I will start by admitting that I’ve not always praised dead, fallen leaves ‘littering’ our lawn. I invested (heavily) in a wide range of tools, especially gas-powered, as well as yard crews, so that each Fall we could rid our little ecosystem of unsightly disorder of dead organic material on top of our lawn. Then each Spring I invested (heavily) in chemical supplements to stop weeds from emerging and to grow a gap-free, green lawn. Then each Summer I invested (heavily) in a wide range of tools, especially gas-powered, as well as yard crews, to mow, edge, trim, and otherwise cut back much of the lawn that I had invested (heavily) in to grow. All so that my yard looked like what was (is) expected of a responsible homeowner.

Then I came to realize that I was investing (heavily) in severely damaging our little ecosystem.
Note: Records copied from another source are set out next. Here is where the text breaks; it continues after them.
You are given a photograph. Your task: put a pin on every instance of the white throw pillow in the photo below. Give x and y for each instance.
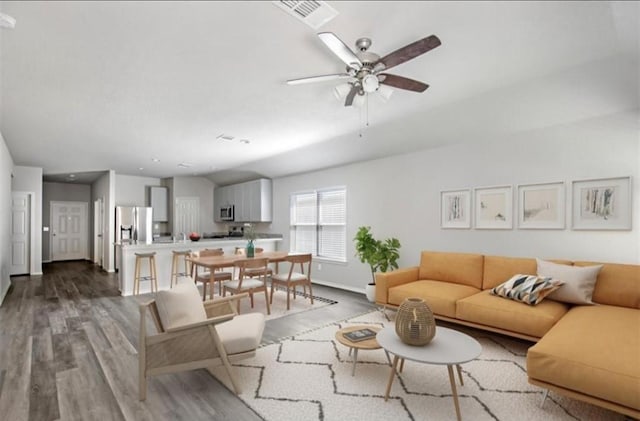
(579, 282)
(181, 305)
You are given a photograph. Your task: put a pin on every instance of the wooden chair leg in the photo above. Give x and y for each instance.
(310, 293)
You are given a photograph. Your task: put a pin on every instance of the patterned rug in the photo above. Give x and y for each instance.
(308, 377)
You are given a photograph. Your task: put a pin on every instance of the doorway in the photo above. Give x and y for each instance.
(98, 232)
(20, 233)
(69, 230)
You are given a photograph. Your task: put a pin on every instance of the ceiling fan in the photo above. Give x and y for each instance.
(364, 68)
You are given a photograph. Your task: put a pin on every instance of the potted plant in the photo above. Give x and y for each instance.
(380, 255)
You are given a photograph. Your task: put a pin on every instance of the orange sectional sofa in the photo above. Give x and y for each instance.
(587, 352)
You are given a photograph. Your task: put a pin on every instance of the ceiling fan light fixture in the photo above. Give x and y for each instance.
(370, 83)
(341, 91)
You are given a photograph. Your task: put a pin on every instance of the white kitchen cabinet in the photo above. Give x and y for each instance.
(159, 198)
(251, 200)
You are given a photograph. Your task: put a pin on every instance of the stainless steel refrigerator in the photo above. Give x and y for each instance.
(134, 226)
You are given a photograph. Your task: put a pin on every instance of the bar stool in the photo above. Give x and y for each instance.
(175, 265)
(152, 272)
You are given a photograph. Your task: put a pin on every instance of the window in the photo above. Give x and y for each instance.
(318, 223)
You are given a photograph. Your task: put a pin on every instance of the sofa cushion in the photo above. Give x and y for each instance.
(579, 282)
(617, 284)
(242, 333)
(493, 311)
(593, 350)
(499, 268)
(181, 305)
(440, 296)
(528, 289)
(459, 268)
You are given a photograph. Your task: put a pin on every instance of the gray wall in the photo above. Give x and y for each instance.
(29, 179)
(64, 192)
(400, 196)
(6, 168)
Ironically, to achieve a ‘look’ that I didn’t and don’t really like. As I’ve written here, the outdoors, in all its orderly disorder and natural cycles, is my preferred haven. Not manicured human creations. Creations of conceit that we can do a better job than Mother Nature.
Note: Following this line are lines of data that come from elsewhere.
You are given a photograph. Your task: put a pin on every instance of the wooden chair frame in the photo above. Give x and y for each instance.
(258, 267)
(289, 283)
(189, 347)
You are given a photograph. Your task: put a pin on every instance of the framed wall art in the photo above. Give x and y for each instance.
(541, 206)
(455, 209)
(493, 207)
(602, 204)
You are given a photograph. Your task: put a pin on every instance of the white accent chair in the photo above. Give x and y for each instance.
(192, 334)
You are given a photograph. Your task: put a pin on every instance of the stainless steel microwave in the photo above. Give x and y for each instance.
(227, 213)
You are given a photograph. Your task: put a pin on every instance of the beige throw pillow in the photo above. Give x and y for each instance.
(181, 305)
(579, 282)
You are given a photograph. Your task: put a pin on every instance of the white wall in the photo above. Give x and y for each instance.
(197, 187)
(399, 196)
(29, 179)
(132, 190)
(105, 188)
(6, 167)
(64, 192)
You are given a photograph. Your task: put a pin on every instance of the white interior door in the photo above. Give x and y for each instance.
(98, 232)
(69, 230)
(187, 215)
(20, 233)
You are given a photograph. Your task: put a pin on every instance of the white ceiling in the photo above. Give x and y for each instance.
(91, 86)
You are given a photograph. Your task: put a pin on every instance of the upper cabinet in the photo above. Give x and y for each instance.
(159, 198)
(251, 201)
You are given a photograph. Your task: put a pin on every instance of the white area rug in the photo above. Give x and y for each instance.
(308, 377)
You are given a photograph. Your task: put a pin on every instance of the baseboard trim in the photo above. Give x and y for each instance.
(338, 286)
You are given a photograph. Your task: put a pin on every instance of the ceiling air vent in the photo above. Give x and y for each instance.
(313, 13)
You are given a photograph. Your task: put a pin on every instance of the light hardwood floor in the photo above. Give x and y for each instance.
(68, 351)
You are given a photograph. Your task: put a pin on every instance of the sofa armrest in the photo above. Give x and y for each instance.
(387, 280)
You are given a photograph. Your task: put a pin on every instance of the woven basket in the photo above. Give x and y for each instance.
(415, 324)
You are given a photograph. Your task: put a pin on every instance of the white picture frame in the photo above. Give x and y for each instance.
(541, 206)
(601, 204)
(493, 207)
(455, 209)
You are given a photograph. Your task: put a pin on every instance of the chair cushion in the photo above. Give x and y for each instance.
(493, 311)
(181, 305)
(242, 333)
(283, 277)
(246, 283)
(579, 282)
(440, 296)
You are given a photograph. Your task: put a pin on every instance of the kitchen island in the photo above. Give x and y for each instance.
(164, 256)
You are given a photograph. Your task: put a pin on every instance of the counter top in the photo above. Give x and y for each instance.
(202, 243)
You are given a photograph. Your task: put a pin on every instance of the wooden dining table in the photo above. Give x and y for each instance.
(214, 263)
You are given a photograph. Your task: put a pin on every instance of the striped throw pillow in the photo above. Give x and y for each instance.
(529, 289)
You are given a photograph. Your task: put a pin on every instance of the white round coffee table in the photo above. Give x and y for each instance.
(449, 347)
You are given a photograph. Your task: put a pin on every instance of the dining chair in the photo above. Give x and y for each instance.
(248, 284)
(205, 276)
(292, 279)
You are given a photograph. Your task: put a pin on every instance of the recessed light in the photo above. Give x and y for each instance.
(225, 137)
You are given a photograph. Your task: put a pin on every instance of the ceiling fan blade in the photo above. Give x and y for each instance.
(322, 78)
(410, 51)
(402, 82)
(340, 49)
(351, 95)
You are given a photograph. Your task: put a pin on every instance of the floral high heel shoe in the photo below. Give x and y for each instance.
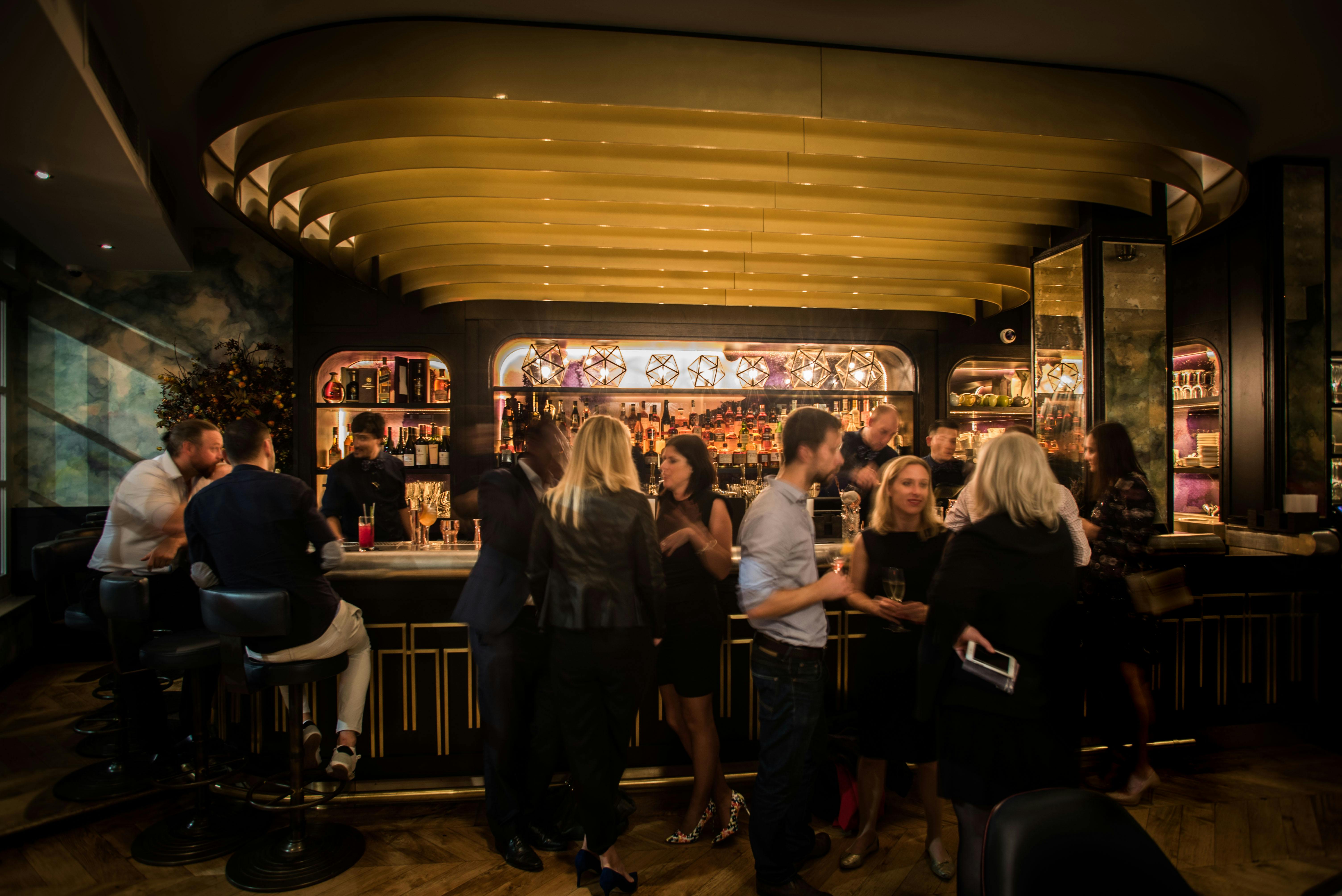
(733, 825)
(681, 839)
The pivotal point in my thinking was when we decided to apply for our local Audubon chapter’s backyard wildlife sanctuary certificate. At that time, it was the Atlanta Chapter and is now the Georgia Chapter Wildlife Sanctuary Program –  

Achieving this certification was an outgrowth of our love of nature and wildlife. We wanted to look out our windows or walk across the yard and experience a piece of the ‘wild’ without having to travel to someplace else. Imagine how soul stabbing it was to learn, as we researched what we needed to do to meet the criteria, just how far we were from being a sanctuary. We quickly came to understand just how much we were doing, to gain our neighbor’s acceptance that we were responsible lawn keepers and keepers of property values, that was in fact combatting nature’s best laid plans to sustain biodiversity in our own backyard. We were devaluing our yard as a home to a diversity of life, starting with the ground-level foundation to the food web on which all ecosystems depend, including the ones we co-inhabit. We were ridding our lawn of ‘litter’ along with the diverse plethora of organisms, including worms, snails, spiders, and microscopic decomposers like fungi and bacteria on which the food-web is built to sustain the pollinators, birds, and small mammals that we wanted to provide sanctuary.

I will not attempt to write a paper on why ‘leaf litter’ is essential to the food-web and therefore biodiversity. A simple search will return thousands of papers, reports, and opinion pieces providing the science and enumerating the environmental services.

What I do want to say is that by ‘re-wilding’ our yard, our investment outlays in mainstream acceptable, responsible lawncare, as defined by cultural norms, has dropped to near zero. We still work ourselves or pay our yard crew to gather and move leaves for infrastructure, and yes aesthetic reasons. Re-wilding to a Georgia Peidmont habitat does not mean unplanned or totally unkept. Fighting back invasive interlopers is a constant battle. It has been worth it. Our investments in natural processes to sustain as close as possible the regional ecosystem that preceded urbanization have increased and are positive return-on-investment. They are paying dividends that enrich our wellbeing, and our souls.

We now feel we are better stewards of our little ecosystem. The returning pollinators and our growing eBird yard checklist (87 species to date) are testimony to being on a better trajectory. As a bonus our yard is pretty in a literal life-like way the Creator intends.